Significance: Since 2013 avian influenza A (H7N9) has sickened over 1500 people with a 39% mortality rate. Half of all cases occurred in 2017 which also saw the emergence of a highly pathogenic strain. Thus, H7N9 avian influenza is poised to emerge as a devastating pandemic in a worldwide population that has no pre-existing immunity. Current H7 vaccines, whether attenuated, inactivated, split or recombinant, are insufficiently immunogenic in people. Addition of adjuvants including squalene emulsions or alum can improve the immunogenicity of H7 vaccines, but these adjuvanted vaccines still require two immunizations to achieve protective antibody titers and these responses are not durable. Additionally, it is unknown if these adjuvanted vaccines provide sufficient breadth of immunity to be effective against the antigenically drifted H7 strains which have begun to appear. Thus there is an urgent need to develop a more effective and safe adjuvant for H7 influenza vaccines to meet these shortcomings. Improving the adjuvanticity of a clinically approved alum adjuvant by optimizing its structure and composition is an under-explored solution to this important challenge. Innovation: The physical properties of adjuvants affect their ability to induce a robust immune response. For example, reducing the particle size of alum from ~0.5 to 10 m to 80-400 nm generates a stronger immune response while decreasing injection site inflammation. Additionally, surface charge affects adjuvant uptake in vivo and determines the binding affinity of vaccine antigens to alum. We have taken advantage of this knowledge to generate an exciting new class of adjuvants - stable and well-defined aluminum nanoparticles (nanoalum) - using a unique and scalable method to produce stable nanoparticles from the clinically approved alum. A prototype nanoalum demonstrates superior adjuvant activity compared to Alhydrogel and augments the efficacy of an experimental flu vaccine.

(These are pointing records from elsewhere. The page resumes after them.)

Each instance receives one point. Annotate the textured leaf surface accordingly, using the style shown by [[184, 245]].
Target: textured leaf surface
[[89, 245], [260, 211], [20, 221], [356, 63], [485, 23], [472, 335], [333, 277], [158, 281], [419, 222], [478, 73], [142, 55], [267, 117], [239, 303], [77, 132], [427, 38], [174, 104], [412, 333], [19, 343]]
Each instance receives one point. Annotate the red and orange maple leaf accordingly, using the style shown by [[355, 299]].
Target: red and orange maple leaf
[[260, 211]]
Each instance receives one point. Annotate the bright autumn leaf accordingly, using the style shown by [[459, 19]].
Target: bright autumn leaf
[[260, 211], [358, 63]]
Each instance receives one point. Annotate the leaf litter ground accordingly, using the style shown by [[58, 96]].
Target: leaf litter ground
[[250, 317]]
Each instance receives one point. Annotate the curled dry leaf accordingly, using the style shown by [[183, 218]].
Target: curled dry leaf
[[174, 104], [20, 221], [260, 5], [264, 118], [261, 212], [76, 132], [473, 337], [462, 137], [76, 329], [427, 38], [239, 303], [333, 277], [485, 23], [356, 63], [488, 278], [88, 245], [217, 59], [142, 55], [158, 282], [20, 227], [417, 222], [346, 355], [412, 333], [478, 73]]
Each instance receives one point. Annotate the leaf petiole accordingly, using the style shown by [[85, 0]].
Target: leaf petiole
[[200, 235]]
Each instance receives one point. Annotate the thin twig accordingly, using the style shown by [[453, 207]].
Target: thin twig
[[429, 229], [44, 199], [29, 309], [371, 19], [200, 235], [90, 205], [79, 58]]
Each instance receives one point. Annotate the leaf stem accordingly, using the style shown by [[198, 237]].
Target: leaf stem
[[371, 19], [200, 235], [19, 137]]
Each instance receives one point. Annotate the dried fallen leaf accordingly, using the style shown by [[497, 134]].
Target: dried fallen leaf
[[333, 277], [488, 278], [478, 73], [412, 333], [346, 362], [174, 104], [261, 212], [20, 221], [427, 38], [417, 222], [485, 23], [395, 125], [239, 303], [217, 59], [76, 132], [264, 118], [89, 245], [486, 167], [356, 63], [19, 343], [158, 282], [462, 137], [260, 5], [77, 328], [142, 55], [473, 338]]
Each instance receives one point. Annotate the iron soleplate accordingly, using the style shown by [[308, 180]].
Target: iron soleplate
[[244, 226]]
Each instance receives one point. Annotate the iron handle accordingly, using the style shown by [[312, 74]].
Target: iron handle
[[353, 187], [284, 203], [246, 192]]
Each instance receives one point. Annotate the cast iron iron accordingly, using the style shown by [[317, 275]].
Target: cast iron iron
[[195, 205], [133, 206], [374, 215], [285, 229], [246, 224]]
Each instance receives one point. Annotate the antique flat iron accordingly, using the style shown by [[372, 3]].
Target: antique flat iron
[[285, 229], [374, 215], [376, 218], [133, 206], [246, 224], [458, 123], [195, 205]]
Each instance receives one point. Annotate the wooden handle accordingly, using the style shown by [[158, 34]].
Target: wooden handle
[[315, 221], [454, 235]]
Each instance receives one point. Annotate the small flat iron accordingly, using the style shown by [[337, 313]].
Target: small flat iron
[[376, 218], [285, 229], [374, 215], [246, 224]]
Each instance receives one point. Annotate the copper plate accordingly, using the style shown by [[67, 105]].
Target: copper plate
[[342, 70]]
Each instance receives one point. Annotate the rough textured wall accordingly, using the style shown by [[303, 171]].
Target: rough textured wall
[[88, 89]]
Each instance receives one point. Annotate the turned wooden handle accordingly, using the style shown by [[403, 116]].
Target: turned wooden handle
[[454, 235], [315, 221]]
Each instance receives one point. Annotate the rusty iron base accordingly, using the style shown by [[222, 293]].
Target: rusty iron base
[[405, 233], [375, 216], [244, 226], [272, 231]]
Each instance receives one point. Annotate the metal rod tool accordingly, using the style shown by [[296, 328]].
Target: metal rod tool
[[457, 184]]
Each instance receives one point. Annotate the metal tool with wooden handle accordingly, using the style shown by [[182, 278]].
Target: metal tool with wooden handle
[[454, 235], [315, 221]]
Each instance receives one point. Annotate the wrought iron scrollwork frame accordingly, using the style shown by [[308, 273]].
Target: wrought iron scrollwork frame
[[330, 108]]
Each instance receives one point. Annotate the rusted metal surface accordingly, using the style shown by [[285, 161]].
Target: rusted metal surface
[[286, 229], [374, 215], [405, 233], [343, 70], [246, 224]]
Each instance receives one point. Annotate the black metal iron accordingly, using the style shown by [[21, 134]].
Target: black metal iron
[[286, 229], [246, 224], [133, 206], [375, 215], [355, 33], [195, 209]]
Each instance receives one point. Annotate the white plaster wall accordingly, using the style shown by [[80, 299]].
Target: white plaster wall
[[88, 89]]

Specific Aims : In Phase I of this SBIR we will complete two specific aims: (1) synthesize stable nanoalum formulations that are compatible with an H7 VLP antigen and (2) identify the nanoalum properties that augment the safe and durable protective immunity to H7N9 viruses. In Phase II will complete preclinical efficacy and safety testing, process development, and GMP manufacture in preparation for clinical testing.
Since 2013 H7N9 avian influenza has infected more than 1500 people in China and killed approximately 600, making it the most likely flu virus to cause a worldwide pandemic if it achieves sustained human to human transmission in world-wide population that has no pre-existing immunity to H7. Current H7 vaccines require two doses to produce protective immunity in people, yet protective immunity does not persist for very long with these vaccines, these vaccines are less immunogenic in older populations, and it is unknown if the current vaccines will be protective against the newer variants of H7N9 that are emerging. We have developed a novel class of nanoparticle alum adjuvants to enhance vaccine activity which we propose to optimize to augment the efficacy vaccines to prevent an H7 influenza pandemic.